The novel gives us a portrait of a friendship and partnership, with its highs and lows, that mirrored the birth of the film industry, through the entire silent-film era, and into the age of “talkies.” The novel starts with a frame, set at the end of the story, in 1969. But the actual story begins in 1914 when Mary Pickford, who was already the star of the silent-film industry, meets Frances Marion. Frances stumbles into the industry, entirely by accident, but the two become friends and as Frances learns about Hollywood, her skills as a writer become apparent and her career as a scenarist–what we call screenwriters today–is launched. The partnership she forges with Mary Pickford changed the industry and helped to open doors for creative women.
The novel is told in alternating sections, a first-person voice for Frances’s sections and a third-person voice for Mary’s. During the fifty-five years the novel covers, we see the story of their friendship, their marriages (and divorces), Frances’s experiences in Europe during World War I, the evolution of the studio system in Hollywood (including the battles Mary and Frances have to fight for artistic autonomy in a misogynist industry), their rise to the pinnacle of Hollywood success, and then their fade almost into obscurity as the silent-film era ends and sound motion pictures take over. (To be fair, Frances Marion made the transition into “talkies” very well as a screenwriter.)

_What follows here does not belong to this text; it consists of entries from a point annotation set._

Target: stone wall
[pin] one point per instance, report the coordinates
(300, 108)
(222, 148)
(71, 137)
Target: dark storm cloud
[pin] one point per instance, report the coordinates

I was surprised at how moving so much of their story is. The personal heartbreaks, the fears and ambitions that drove their success, the ups and downs of their relationship as marriages came and went. It’s ultimately a sad story, but along the way, the triumphs are thrilling as well. Melanie Benjamin, of course, has to fictionalize and imagine a lot of the interactions among the characters, both on set and off, but she’s done so in such a way that we have sympathy for both of them, even when we’re shaking our heads at their poor choices. They “come to life” in these pages, and it’s made me want to seek out the movies from their careers that still exist. Unfortunately, many of their movies were before Hollywood made efforts to preserve films, and they’re lost to us now. But enough exist for us to enjoy the birth of an industry that is so important in our popular culture today.